Installing Android Studio

It’s really tempting to jump in, start writing code right away and figure out the various Android features as quickly as possible. And you will get there soon! But one of the most important parts of getting started with a new platform is setting up your environment.

Especially for beginners, it’s important to take your time here and follow each step methodically. Even if you follow the steps perfectly, you may have to troubleshoot some small issue, depending on your system configuration or product versions.

It’s important to not let any roadblocks prevent you from your ultimate goal of learning Android. Even seasoned professionals have been known to have some trouble with the new Android Studio.

Note: Just as much as you’re training in programming syntax and frameworks, it’s important to train yourself to have a successful programming mindset — one that won’t accept file X not found as a final answer. 90% of this mindset is simply training yourself to keep trying till you find a solution.

With all of this in mind, let’s quickly check that you have the Java Development Kit (JDK) installed. You might already, even if you don’t know for sure.

To check, you’ll use the Terminal. If you’re unfamiliar with the Terminal, you may want to read a good introductory tutorial about working with the Terminal.

In a nutshell, your Terminal is like looking under your car’s hood; it’s how you really get to know the machine face-to-face, without any complex graphical interface in the middle. You can find the Terminal app quite easily on a Mac using Spotlight. Search for terminal and click the top hit to run Terminal.


Once you have the Terminal open, type in java -version.

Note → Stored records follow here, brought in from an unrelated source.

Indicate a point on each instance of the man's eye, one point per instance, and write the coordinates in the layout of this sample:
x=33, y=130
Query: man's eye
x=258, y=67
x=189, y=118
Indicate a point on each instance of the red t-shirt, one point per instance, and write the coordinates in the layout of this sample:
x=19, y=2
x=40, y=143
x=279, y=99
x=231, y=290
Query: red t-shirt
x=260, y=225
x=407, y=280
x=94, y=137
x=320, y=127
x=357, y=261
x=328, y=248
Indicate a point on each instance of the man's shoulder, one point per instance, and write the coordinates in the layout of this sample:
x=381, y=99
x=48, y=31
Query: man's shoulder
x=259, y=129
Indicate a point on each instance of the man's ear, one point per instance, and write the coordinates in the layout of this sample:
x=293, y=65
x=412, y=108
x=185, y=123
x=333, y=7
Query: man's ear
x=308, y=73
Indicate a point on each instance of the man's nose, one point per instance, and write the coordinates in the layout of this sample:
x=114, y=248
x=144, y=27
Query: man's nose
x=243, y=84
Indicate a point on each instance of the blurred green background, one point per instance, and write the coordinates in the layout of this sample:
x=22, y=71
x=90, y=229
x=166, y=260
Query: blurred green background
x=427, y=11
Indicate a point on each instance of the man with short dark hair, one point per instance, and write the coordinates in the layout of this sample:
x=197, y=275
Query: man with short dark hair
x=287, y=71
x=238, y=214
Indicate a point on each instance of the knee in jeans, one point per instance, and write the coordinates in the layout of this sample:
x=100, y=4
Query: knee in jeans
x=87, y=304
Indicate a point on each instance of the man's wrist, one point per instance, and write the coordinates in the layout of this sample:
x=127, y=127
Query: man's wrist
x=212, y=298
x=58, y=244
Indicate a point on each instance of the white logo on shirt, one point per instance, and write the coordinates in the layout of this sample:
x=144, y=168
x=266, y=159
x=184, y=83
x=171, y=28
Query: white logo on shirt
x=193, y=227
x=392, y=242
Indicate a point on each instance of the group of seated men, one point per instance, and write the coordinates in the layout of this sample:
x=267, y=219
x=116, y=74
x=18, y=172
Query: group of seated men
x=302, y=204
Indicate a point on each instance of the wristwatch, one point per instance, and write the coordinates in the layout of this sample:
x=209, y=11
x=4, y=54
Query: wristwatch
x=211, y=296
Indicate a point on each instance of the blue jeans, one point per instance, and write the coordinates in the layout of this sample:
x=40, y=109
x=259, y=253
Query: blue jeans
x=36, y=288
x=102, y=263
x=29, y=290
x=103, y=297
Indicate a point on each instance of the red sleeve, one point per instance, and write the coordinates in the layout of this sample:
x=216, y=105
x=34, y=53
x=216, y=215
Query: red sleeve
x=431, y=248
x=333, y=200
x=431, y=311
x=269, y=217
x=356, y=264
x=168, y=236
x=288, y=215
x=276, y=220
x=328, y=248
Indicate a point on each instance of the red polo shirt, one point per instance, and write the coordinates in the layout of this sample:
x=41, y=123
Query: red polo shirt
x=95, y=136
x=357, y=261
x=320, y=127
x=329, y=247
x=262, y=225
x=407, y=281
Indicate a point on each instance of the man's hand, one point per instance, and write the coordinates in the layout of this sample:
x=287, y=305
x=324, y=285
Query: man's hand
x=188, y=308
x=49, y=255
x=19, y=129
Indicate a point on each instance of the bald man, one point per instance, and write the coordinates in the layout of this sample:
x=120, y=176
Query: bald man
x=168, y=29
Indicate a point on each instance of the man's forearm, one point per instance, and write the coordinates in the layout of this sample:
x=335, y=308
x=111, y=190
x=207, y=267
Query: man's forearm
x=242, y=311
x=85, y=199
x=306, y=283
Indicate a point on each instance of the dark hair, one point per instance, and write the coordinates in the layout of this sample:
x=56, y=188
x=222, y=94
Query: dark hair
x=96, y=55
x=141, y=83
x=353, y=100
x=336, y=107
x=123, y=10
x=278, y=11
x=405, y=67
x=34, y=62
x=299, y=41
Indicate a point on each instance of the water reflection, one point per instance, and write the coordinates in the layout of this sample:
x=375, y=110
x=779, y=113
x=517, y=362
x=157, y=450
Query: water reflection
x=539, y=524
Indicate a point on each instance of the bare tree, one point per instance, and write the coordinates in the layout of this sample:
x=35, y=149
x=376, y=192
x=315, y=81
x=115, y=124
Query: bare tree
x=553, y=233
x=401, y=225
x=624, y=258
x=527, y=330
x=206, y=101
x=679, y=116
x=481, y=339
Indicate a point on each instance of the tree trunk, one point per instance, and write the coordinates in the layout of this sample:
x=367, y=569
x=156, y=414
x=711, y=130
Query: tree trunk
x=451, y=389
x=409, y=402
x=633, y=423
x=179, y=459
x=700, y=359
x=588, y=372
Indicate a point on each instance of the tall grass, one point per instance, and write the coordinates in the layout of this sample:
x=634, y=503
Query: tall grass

You should see some output that mentions a version number, like below.


If you don’t have the JDK installed, your Terminal will tell you command not found. If that’s the case, you should download the JDK from Oracle.

When ready, head over to the Android Studio page and find the button to download the correct version for your platform.


Google is constantly updating this page, so the version you see may be newer than the screenshot above. Click the Download button and you’ll be asked to agree to the Terms and Conditions:


After reading these carefully (as you always do) and accepting, your download begins. It will likely take a few minutes. Once done, you can install Android Studio similar to any other program. The original download page contains the familiar Mac and Windows installation instructions in case you need a refresher.

Now that you’ve installed Studio, let’s fire it up! Launch Android Studio. It may ask you if you want to import any settings:


Since you’re starting from scratch, if given the choice just select I do not have a previous version… and move on. You’re presented with the nice loading screen, complete with all the various phone and tablet screen sizes in the background. More on screen size diversity later. ;]


Once that loads, you are greeted with a Welcome screen.


Even though you just downloaded Studio, you might not actually have the latest version. Right away, you need to click check for updates and if necessary, follow any instructions to get the latest version.

Sometimes, Studio automatically lets you know that there’s an update via a screen similar to this:


In that case, always choose Update and Restart.

Great! As all programmers in the movies say when they are successfully greeted with a new interface: We’re in!